= Sadid al-Din al-Kazaruni =

Physician

Sadid al-Din Muhammad ibn Mas‘ud al-Kazaruni was a 14th-century Persian physician from Kazerun, Fars, Iran.

He was a popular commentator on earlier medical writings, and composed a commentary titled al-Mughni fi sharh al-Mujiz on the epitome of The Canon of Medicine by Avicenna. Numerous copies of this popular commentary are preserved today, including at the National Library of Medicine.

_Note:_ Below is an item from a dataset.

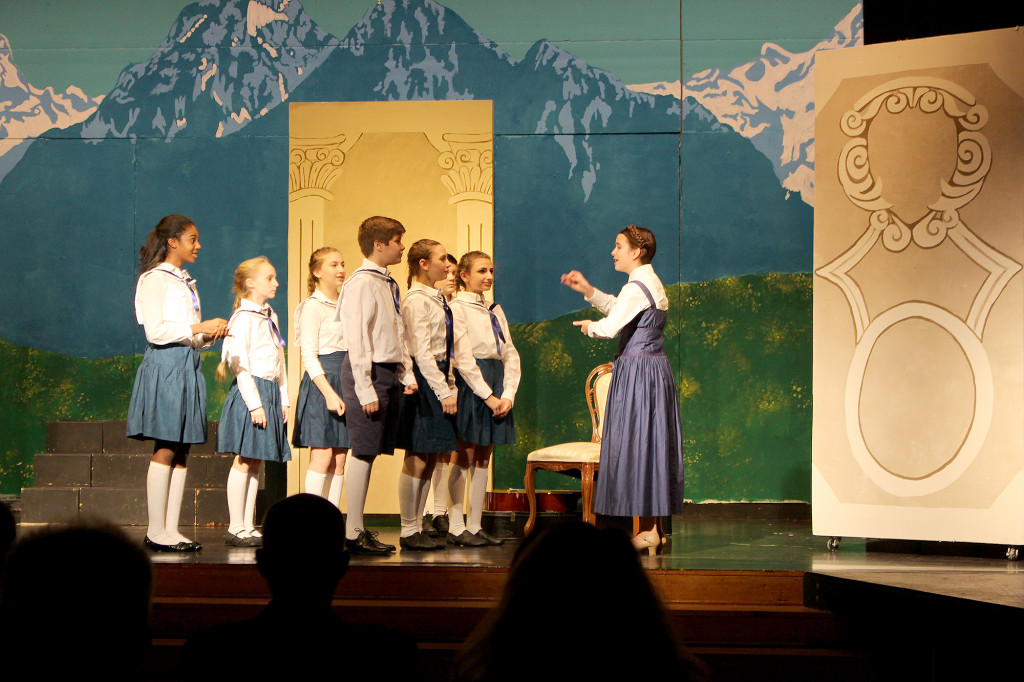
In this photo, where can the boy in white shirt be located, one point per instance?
(378, 364)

He also composed a commentary on the materia medica that was part of the Canon of Medicine itself and a commentary on the first book of the Canon of Medicine, which he completed in 1344. In addition, al-Kazaruni wrote a biography of the Islamic prophet, Muhammad, which was translated from Arabic into Persian by his son 'Afif in 1383. From this latter translation, 18th century-Chinese Muslim scholar Liu Zhi also composed his own.

He died in 1357.

==Sources==

- A. Z. Iskandar, A Catalogue of Arabic Manuscripts on Medicine and Science in the Wellcome Historical Medical Library (London: The Wellcome Historical Medical Library, 1967), pp. 50, 54–55
- Manfred Ullmann, Die Medizin im Islam, Handbuch der Orientalistik, Abteilung I, Ergänzungsband vi, Abschnitt 1 (Leiden: E.J. Brill, 1970), p. 272
- Carl Brockelmann, Geschichte der arabischen Litteratur, 1st edition, 2 vols. (Leiden: Brill, 1889–1936). Second edition, 2 vols. (Leiden: Brill, 1943–49). Page references are those of the first edition, with the 2nd edition page numbers given in parentheses. Vol. 2, p. 195 (249)
- Carl Brockelmann, Geschichte der arabischen Litteratur, Supplement, 3 vols. (Leiden: Brill, 1937–1942). Vol. 2, 262.